Simultaneous arming of SpyCatcher T cells with two targeting ligands generates a single cell product capable of dual antigen targeting. (A) Schematic representation of single vs dual targeting ligand loading. (B) SpyCatcher T cells were armed with either 1000 nM myc-9.26-ST (αHer2; red), 1000 nM Flag-E01-ST (αEGFR; blue), or both simultaneously at 1000 nM each (green). Receptor loading was detected with a combination of fluorescently conjugated anti-myc and anti-flag antibodies and assessed via flow cytometry. (C) Single- or dual-armed SpyCatcher T cells were cocultured with Ramos cells expressing either Her2 or EGFR and luciferase. Residual luciferase expression was calculated after 20 h. All cocultures were carried out using a 7:1 E/T ratio. Data points are averages of three replicates. A representative T-cell donor is shown.

Figure 5.

SpyCatcher-BBζ T cells prevent tumor growth in vivo. NSG mice (n = 4 per group) were injected intraperitoneally with 1 × 10⁶ SKOV3 tumor cells expressing luciferase on day 0, followed by 12.5 × 10⁶ Herceptin-ST armed SpyCatcher-BBζ T cells on day 7. Herceptin-ST was administered on day 8, followed by injections every 3 days during the dosing window, indicated by either an orange box (A) or red line (B).
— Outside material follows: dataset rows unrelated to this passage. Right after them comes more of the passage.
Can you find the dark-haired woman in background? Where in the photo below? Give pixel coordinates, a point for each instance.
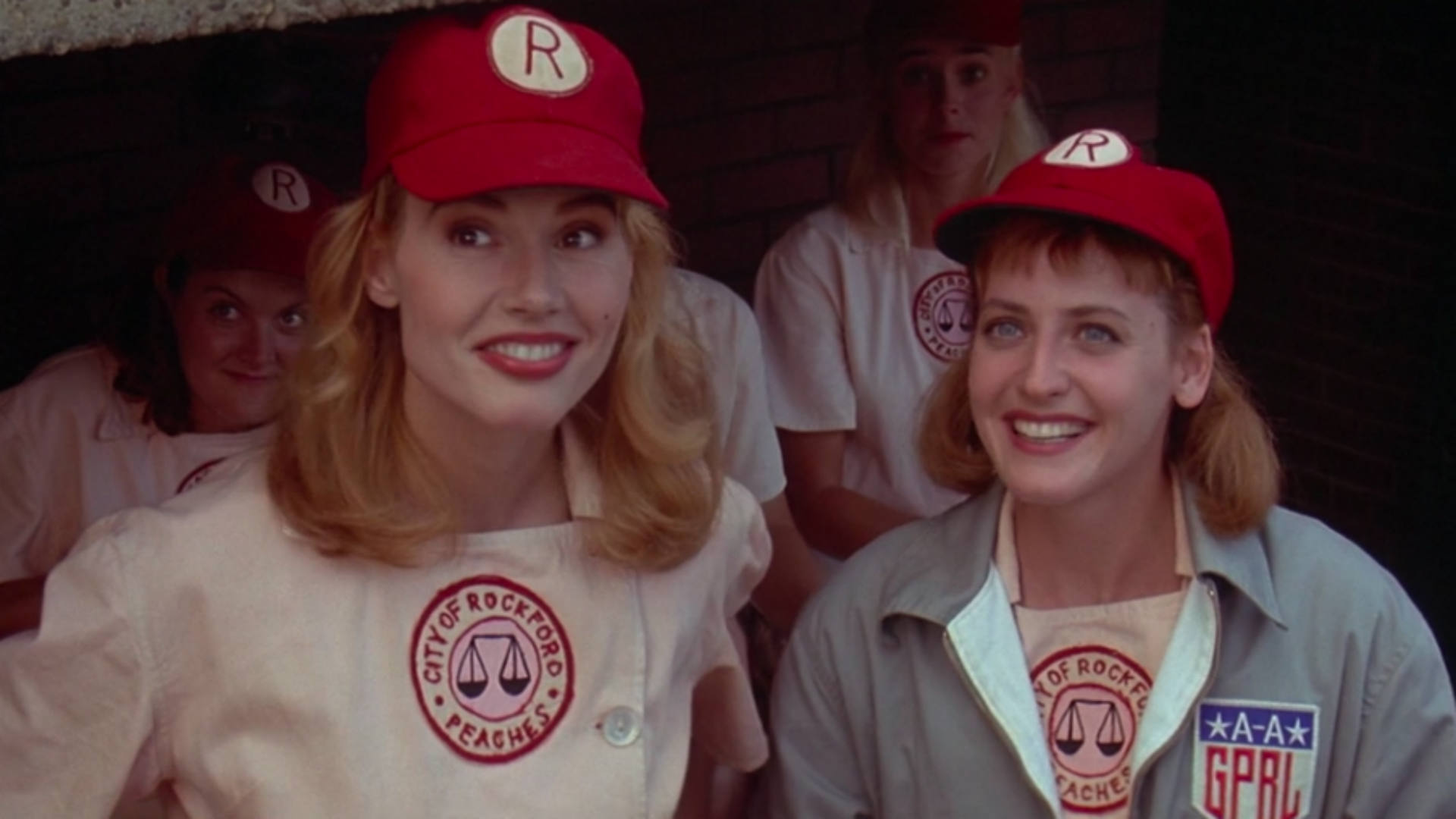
(136, 419)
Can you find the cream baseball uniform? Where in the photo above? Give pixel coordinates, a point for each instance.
(73, 449)
(730, 335)
(520, 676)
(855, 333)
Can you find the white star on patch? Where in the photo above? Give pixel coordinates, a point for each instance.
(1296, 735)
(1218, 726)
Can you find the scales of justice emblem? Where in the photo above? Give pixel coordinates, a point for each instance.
(492, 668)
(1091, 700)
(944, 315)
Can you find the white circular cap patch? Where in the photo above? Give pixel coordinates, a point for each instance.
(538, 55)
(281, 187)
(1095, 148)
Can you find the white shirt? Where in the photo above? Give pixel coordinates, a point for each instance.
(73, 449)
(204, 645)
(855, 331)
(730, 335)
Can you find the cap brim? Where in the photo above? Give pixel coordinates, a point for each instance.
(522, 155)
(960, 231)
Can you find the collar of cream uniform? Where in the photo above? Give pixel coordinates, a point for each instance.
(1009, 567)
(944, 561)
(946, 575)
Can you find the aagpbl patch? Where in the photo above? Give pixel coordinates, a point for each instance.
(492, 668)
(944, 318)
(1254, 760)
(1091, 700)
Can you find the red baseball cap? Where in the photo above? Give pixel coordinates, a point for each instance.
(523, 99)
(1100, 175)
(249, 215)
(892, 22)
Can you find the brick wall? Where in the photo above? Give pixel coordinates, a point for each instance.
(752, 111)
(1321, 134)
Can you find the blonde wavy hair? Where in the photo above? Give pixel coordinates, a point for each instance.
(1223, 447)
(348, 472)
(874, 196)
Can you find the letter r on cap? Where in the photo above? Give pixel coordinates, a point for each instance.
(1090, 140)
(283, 181)
(532, 47)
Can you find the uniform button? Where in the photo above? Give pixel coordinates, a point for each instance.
(620, 726)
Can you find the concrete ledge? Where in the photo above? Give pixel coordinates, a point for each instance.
(57, 27)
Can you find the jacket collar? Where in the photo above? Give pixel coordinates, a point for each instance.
(943, 561)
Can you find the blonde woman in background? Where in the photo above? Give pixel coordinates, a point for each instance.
(859, 311)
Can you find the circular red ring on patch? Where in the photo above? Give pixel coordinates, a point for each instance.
(492, 668)
(944, 315)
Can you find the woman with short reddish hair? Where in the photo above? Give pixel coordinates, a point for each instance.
(1120, 621)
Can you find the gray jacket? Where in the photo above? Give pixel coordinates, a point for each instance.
(1299, 681)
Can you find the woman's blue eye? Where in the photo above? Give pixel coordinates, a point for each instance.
(582, 238)
(1097, 334)
(973, 74)
(471, 237)
(293, 319)
(1001, 330)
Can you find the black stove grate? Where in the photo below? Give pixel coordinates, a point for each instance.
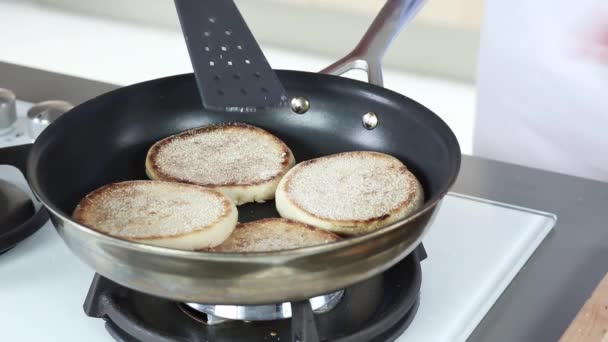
(378, 309)
(18, 217)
Injection amounts indicate the dose per mouse. (A) Tumor growth was monitored by luminescence and plotted as the average radiance for each individual mouse. (B) Luminescence images of treated mice. (C) Survival curve for mice treated in (A). (D) TruCount analysis of total human T cells (CD3+/CD45+) on days 7 and 21 post-T-cell injection. Error bars represent the mean ± standard deviation (D). *P < 0.05, **P < 0.01, and ***P < 0.001.